The average body weight of the experimental pigs at the start of the trial was 40 - 50 kg.

Table 3: Effects of soyabean silage on the performance of weaner pigs
Criteria  

SB silage

  Control 38 25
N x 6.25 (g/d) 272.0 259.0 241.0
N x 6.25 from      
silage (%) 37.5 25.3 0
Liveweight (kg)      
Initial 20.1 20.1 20.2
Final 55.6 56.6 59.4
Daily gain (g) 39527 40629 43533
Feed costs/kg gain,      
% of control 89.8 93.6 100

 

 

The concentrate feeds were compounded according to 3 different formulas, with a protein (N x 6.25) content in dry matter in the treatments of soybean silage of 10.5% and 12% versus 13% for the control, respectively. The nutrient composition of the diets for the fattening pigs is presented in Table 4.

Table 4. Composition of diets for the fattening pigs
Criteria

SB silage

Control
  38 25  
Feed intake (kg/d)      
Concentrate 2.18 2.33 2.60
Soybean silage 1.81 1.20 0
Total N x 6.25 0.329 0.345 0.338
N x 6.25 from      
silage (%) 30.8 19.4 0

 

The results for pig performance are shown in Table 5.

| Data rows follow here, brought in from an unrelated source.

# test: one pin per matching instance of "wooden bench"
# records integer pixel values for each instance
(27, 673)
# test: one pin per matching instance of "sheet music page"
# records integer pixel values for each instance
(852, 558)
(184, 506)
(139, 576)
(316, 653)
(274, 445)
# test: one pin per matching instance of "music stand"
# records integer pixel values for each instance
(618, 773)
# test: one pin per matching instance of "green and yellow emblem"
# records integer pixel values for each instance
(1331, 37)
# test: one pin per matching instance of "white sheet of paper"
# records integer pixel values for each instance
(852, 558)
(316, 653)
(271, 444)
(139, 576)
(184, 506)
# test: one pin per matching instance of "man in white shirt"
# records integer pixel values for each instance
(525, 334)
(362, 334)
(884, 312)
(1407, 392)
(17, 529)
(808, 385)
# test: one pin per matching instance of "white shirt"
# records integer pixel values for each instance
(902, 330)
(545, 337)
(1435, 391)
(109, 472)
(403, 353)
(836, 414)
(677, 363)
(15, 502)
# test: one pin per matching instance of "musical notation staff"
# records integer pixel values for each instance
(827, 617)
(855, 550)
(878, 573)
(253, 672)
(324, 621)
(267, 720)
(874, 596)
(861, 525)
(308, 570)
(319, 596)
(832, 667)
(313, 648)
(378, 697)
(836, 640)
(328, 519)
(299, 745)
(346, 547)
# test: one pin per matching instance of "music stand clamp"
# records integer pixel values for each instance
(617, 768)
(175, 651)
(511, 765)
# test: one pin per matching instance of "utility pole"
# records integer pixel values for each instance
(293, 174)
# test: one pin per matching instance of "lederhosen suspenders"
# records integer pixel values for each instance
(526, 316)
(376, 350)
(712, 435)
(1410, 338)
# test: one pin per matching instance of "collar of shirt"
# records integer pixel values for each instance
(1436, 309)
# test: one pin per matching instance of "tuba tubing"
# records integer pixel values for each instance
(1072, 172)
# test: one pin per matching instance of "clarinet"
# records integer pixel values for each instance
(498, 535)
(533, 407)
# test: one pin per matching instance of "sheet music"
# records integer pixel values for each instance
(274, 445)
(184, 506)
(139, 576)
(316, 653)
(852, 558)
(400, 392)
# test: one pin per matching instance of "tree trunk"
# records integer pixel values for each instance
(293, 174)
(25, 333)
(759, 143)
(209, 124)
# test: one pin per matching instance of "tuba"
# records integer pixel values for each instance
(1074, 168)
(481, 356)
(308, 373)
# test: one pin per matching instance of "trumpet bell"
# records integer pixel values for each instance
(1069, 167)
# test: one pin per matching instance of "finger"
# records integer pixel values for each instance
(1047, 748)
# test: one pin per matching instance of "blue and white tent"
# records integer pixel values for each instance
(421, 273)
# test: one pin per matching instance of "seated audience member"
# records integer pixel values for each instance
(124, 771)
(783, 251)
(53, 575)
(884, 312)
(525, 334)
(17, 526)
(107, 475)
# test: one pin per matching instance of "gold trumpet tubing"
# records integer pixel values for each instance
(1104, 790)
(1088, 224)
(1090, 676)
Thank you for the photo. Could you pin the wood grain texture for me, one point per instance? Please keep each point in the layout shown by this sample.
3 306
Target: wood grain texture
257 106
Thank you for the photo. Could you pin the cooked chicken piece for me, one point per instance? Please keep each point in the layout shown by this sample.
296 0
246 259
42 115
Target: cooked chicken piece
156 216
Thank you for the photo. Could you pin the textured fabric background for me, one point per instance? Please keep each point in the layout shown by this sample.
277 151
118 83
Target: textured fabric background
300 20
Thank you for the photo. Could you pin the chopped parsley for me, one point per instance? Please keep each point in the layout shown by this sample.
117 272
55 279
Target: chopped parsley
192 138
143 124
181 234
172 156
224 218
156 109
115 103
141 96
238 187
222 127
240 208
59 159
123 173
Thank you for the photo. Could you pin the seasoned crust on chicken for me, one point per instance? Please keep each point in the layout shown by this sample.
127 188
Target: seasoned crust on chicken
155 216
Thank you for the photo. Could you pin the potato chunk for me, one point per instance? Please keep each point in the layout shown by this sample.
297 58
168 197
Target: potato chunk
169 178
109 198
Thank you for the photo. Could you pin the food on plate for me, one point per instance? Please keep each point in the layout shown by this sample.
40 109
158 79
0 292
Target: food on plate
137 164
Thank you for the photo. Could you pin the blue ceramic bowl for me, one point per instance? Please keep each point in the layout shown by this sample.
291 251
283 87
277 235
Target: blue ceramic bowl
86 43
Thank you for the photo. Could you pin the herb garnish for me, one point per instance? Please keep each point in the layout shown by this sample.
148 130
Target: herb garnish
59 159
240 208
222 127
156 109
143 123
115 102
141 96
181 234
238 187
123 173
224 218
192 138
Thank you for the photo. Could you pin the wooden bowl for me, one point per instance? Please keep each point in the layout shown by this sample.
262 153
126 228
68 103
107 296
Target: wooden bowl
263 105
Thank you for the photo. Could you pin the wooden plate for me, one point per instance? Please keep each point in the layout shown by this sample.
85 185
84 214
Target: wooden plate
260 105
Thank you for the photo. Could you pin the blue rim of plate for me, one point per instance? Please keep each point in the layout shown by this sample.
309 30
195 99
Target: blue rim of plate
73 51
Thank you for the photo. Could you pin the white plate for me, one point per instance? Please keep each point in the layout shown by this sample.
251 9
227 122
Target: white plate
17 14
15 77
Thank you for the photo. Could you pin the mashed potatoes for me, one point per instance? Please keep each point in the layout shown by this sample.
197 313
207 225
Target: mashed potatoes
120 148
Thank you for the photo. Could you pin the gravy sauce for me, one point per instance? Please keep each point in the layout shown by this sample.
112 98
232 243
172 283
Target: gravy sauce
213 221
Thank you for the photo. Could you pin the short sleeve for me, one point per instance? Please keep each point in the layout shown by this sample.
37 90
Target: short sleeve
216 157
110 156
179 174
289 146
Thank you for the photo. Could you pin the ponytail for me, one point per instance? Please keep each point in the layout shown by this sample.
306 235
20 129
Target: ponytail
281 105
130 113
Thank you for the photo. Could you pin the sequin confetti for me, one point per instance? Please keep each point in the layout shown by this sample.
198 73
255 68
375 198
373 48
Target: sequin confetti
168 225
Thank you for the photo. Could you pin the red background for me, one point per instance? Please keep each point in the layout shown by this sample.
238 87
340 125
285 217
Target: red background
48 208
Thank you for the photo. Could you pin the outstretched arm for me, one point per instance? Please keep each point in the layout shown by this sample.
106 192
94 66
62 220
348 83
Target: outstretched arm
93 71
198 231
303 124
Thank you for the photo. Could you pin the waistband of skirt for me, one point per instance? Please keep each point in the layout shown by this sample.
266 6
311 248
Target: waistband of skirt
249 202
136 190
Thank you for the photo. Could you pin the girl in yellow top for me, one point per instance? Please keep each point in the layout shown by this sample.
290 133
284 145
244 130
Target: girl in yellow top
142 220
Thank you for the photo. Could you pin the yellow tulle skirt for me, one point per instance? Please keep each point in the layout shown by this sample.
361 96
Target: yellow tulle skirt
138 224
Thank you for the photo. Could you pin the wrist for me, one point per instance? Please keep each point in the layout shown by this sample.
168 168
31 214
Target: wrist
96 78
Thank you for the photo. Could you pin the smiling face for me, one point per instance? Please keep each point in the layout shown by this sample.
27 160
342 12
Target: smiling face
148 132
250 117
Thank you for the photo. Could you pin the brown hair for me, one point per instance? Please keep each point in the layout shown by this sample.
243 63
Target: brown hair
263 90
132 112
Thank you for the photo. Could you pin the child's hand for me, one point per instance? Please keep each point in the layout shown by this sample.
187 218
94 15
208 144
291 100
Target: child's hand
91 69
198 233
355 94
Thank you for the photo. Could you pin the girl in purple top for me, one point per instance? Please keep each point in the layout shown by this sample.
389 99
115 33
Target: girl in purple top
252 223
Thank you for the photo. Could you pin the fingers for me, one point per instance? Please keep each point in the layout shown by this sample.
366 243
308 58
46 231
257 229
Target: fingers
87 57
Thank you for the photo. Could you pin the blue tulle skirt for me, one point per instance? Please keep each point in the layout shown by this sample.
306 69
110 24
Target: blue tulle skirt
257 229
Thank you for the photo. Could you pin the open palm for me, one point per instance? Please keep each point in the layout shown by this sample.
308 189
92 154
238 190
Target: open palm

The data in Table 5 show that the growth rates of the experimental animals were satisfactory (600 - 610 g/day), which is above average for Vietnamese conditions. There were no differences between treatments. Feed costs per kg weight gain of the pigs fed with soybean silage were only 76 - 85% of those of the control animals.

From these two experiments it is clear that soybean silage is more suitable for fattening pigs than for weaners. Using soybean silage in growing pig rations decreases the amounts of protein-rich supplements and concentrates required, significantly reducing feed costs per kg weight gain. The technique of silage making is well accepted by farmers, with the advantages of being able to make it on the farm, and improving the fertility of their land.

Table 5. Effect of soybean silage on the performance of fattening pigs
Criteria

SB silage

Control
  38 25  
Crude protein (g/d) 329 345 338
Protein from      
silage (%) 30.8 19.4 0
Liveweight (kg)      
Initial 48.5 48.5 48.7
Final 84.7 84.5 85.3
Weight gain (g/d) 60113 60047 61012
Feed costs      
(% control) 76 85 100

 

 

Conclusions

Growing a winter soybean crop for leaf production is an effective and profitable way of utilizing otherwise unused land, and producing a protein-rich feed resource. Green material yield reached up to 8,000 kg/ha, equivalent to 360 kg crude protein/ha, which equals the protein yield from one ha of soybeans grown for grain production. Ensiling permits the preservation of protein-rich soybean silage, which can be fed to pigs for up to 6 months after ensiling. The technique is simple, cheap and suited to current Vietnamese conditions.

Soybean silage can substitute for 20 - 37% of the protein in the rations for weaning and fattening pigs with no reduction in performance.

Soybean silage is more efficiently utilized by fattening pigs than by weaners; feed costs for fatteners were reduced by around 24% when 30% of the protein of a conventional concentrate was replaced by the silage.